Крапивин зарыдал. Мы с Андреем терпеливо ждали. Когда всхлипывания стали стихать, я вновь задала журналисту очередной вопрос:
– Где вы были такого-то числа в такое-то время?
– Дома был, спал я, что еще люди делают по ночам?
– Это кто-то может подтвердить?
– Жена могла бы подтвердить, если бы… если бы не эта беда… И вот что, господа сыщики, следователи или как вас там? Больше без адвоката я слова не скажу! Обрадовались, схватили человека, раздавленного горем… Давай теперь вешать на него все, что раскрыть не удалось! Омерзительно это, вот что я вам скажу. Подло! У меня дочка одна дома…
– Не врите, Крапивин, – прервал его Андрей, – за дочкой присматривает тетка вашей супруги. Та, которой сто лет в обед, ну, выжившая из ума.
В его глазах и голосе была усмешка.
– А меня скоро отпустят? – вдруг кротко поинтересовался подозреваемый.
– Куда это вы торопитесь? У нас впереди еще много интересных бесед. И, думаю, рано или поздно, но вы вспомните о Говорове. Как и о том, кому заказали вашу супругу.
– Наглецы! – вскричал Крапивин. – Оклеветать порядочного человека! Заслуженного человека! Когда у меня будет адвокат… я вам тут устрою! Вы у меня узнаете, как над человеком изгаляться! Я на вас жалобу напишу прокурору! Я до Страсбургского суда дойду, вот! Я теперь – отец-одиночка, я особые права имею!

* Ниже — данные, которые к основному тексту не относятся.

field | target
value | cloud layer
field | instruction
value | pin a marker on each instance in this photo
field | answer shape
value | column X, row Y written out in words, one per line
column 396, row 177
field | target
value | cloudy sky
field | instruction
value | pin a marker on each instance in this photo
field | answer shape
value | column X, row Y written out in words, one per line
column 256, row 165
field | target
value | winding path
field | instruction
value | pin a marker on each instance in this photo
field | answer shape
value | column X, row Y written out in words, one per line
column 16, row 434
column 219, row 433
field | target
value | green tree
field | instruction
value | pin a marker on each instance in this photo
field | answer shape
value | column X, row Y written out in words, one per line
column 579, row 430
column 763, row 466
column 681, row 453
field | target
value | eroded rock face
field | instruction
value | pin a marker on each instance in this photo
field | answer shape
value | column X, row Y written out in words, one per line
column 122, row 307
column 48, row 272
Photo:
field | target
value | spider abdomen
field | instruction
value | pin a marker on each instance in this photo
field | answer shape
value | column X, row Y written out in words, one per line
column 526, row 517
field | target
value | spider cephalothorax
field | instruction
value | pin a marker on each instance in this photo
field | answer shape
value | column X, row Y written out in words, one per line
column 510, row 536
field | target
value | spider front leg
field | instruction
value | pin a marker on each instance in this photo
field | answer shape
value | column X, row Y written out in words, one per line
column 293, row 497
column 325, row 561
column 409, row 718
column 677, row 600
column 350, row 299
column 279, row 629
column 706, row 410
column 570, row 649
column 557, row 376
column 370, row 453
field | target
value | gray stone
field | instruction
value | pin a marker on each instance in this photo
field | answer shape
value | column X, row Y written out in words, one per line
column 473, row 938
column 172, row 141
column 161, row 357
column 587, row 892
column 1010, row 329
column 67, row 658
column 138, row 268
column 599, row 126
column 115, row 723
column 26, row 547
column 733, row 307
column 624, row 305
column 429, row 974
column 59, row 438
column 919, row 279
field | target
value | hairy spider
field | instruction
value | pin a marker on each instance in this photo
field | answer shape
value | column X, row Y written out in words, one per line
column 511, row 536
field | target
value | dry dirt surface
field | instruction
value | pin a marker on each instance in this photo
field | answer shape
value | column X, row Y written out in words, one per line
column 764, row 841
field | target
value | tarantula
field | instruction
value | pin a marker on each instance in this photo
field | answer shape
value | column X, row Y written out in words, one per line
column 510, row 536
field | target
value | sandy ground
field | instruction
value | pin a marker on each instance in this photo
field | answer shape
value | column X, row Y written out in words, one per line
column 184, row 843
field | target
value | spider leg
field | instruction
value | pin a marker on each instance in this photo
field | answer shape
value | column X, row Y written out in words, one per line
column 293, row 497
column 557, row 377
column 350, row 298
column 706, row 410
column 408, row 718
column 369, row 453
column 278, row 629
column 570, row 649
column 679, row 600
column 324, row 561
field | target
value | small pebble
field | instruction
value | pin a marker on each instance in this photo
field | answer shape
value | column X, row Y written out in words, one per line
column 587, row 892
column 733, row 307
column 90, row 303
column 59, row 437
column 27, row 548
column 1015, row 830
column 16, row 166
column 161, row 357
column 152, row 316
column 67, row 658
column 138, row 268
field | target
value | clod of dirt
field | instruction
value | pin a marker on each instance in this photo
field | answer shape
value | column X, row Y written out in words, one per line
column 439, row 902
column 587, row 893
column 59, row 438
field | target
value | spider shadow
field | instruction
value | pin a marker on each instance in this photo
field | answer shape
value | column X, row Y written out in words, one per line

– Имеете, имеете, – Мельников махнул на Крапивина рукой, – все, что имеете, все ваше и будет. Так, пора его отпускать, этот теперь только грозиться будет, толку с него…
Последняя фраза предназначалась мне. Я кивнула, похоже, Василий Егорович начал упиваться своим положением незаслуженно оклеветанного, его страдальческий взгляд вперился куда-то поверх наших голов, в угол комнаты. Просто жертва полицейского произвола!